Sudanese security forces stormed a protest camp in the capital Khartoum on June 3 in the morning hours and at least nine people were reported killed in the violence outbreak.
Al Hadath and Al Jazeera television showed footage of scenes of people fleeing violence through streets of Khartoum.
The leading protest group accused the ruling military Council of an attempt to break up the camp, defining the action “a massacre”. The Council explained the security forces had targeted “unruly” groups in an adjacent area.
An alliance of protest and opposition groups announced they would halt all contact with the military Council. The two sides had been negotiating for weeks a transitional period following the overthrow of Omar Al Bashir, but without any progress.
The Transitional Military Council (TMC) had offered to let protesters form a governmental body but insists on maintaining overall authority during an interim period. The demonstrators demand the civilians to run the transitional period to ensure construction of democratic state.
After the outbreak of violence a group of medics related to the opposition said nine “martyrs” had been killed in June 3 violence and that the number of casualties was still rising.
One policeman and three protesters were killed in Sudan Khartoum and many other demonstrators were wounded, state TV said.

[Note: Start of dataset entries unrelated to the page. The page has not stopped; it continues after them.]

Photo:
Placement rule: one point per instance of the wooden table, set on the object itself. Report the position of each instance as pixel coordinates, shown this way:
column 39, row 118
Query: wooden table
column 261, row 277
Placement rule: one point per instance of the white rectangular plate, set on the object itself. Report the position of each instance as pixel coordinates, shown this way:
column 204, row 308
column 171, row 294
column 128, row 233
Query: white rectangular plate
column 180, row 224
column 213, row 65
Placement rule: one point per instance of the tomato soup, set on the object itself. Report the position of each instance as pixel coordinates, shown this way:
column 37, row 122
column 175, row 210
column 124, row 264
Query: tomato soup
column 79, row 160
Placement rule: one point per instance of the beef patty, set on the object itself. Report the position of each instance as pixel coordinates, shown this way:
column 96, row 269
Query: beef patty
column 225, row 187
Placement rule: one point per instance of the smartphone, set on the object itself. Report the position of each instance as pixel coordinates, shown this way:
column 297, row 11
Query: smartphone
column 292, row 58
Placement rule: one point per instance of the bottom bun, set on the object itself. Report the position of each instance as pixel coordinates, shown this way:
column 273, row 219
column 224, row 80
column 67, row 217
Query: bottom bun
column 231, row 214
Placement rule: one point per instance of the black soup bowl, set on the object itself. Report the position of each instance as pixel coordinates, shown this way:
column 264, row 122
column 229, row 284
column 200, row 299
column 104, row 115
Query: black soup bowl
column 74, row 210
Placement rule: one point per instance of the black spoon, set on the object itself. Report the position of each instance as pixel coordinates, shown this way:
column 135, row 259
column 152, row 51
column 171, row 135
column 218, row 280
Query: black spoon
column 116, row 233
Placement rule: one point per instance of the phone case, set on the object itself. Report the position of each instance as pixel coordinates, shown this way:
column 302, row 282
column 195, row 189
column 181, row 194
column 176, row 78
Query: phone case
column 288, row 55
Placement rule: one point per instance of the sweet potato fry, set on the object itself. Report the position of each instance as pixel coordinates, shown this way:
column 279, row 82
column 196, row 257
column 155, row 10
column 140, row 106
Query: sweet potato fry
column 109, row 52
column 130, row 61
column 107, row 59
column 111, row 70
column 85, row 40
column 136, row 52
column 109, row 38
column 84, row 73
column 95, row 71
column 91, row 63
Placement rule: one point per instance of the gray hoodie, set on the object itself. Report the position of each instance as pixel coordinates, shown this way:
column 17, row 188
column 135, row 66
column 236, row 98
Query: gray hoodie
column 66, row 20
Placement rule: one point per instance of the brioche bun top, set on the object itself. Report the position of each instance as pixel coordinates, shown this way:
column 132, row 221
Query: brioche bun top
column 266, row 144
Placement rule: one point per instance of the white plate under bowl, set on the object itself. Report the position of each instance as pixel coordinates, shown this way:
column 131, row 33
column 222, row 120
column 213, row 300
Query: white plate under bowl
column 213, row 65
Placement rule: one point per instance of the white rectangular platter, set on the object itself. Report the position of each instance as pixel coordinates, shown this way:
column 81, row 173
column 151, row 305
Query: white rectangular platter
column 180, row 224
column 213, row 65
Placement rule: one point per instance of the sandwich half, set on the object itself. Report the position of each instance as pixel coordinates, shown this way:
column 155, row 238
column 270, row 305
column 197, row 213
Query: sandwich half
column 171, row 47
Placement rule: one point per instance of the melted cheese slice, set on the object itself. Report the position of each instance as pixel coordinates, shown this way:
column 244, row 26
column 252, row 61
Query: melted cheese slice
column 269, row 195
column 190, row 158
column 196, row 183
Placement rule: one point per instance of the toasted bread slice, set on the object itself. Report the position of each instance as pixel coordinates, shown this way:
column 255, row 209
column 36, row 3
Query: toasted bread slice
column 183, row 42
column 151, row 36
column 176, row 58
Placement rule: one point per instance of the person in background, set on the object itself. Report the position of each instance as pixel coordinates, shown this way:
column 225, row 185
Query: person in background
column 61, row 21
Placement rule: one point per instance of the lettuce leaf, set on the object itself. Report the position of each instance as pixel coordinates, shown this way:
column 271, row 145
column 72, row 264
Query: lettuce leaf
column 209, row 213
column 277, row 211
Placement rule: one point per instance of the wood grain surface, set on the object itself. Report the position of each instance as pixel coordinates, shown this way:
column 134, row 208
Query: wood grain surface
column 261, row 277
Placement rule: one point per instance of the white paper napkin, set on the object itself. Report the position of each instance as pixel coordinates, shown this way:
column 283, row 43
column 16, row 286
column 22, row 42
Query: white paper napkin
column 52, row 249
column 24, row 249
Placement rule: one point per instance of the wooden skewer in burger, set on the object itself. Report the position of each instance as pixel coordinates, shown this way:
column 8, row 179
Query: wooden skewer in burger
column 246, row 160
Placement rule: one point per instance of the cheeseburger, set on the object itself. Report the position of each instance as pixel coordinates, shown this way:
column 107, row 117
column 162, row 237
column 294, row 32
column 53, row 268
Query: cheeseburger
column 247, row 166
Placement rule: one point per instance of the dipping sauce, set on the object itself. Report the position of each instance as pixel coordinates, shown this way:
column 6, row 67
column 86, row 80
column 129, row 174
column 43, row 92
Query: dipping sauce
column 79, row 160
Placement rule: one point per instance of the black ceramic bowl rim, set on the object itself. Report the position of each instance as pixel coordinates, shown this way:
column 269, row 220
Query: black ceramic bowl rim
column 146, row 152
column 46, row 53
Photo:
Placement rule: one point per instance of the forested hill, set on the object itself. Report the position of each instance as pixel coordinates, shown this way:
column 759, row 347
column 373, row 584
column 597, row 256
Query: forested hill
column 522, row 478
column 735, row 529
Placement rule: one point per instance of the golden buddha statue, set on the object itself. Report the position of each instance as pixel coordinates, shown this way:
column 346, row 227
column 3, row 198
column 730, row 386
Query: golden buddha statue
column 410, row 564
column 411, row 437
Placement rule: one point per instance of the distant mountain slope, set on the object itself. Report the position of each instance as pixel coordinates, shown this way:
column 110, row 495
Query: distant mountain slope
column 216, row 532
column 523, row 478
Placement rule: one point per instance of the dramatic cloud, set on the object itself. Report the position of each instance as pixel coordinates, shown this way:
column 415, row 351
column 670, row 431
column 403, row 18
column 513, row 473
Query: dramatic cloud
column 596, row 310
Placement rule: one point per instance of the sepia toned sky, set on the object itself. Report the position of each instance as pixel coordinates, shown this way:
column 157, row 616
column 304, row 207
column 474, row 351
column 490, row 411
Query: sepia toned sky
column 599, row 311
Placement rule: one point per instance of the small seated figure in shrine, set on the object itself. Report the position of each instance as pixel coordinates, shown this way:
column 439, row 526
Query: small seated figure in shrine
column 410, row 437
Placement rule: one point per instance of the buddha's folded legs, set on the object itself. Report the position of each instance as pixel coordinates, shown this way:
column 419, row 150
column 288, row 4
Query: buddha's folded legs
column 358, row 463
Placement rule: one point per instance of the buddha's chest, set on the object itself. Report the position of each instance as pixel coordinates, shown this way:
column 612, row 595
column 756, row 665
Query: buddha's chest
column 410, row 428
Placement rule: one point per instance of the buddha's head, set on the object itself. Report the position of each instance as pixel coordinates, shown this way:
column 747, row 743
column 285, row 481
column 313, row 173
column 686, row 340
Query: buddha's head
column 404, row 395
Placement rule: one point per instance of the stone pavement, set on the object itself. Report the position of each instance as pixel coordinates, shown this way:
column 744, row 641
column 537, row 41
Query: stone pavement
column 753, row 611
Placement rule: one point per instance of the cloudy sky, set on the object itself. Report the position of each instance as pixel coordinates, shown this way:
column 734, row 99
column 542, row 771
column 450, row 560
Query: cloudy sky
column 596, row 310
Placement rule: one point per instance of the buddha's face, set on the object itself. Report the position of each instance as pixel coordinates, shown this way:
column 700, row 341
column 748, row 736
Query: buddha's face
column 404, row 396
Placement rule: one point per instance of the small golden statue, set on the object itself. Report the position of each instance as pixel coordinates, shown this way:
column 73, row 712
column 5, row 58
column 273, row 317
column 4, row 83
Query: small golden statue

The Transitional Military Council (TMC), which took over after the army overthrew President Omar al-Bashir in April blamed the violence on saboteurs who demonstrated discontent with the transition deal.
After the incidents Sudan’s ruling military council warned that it would not allow “chaos”. Four people were killed in violence that broke out over an agreement on a political transition reached by the generals and protest groups.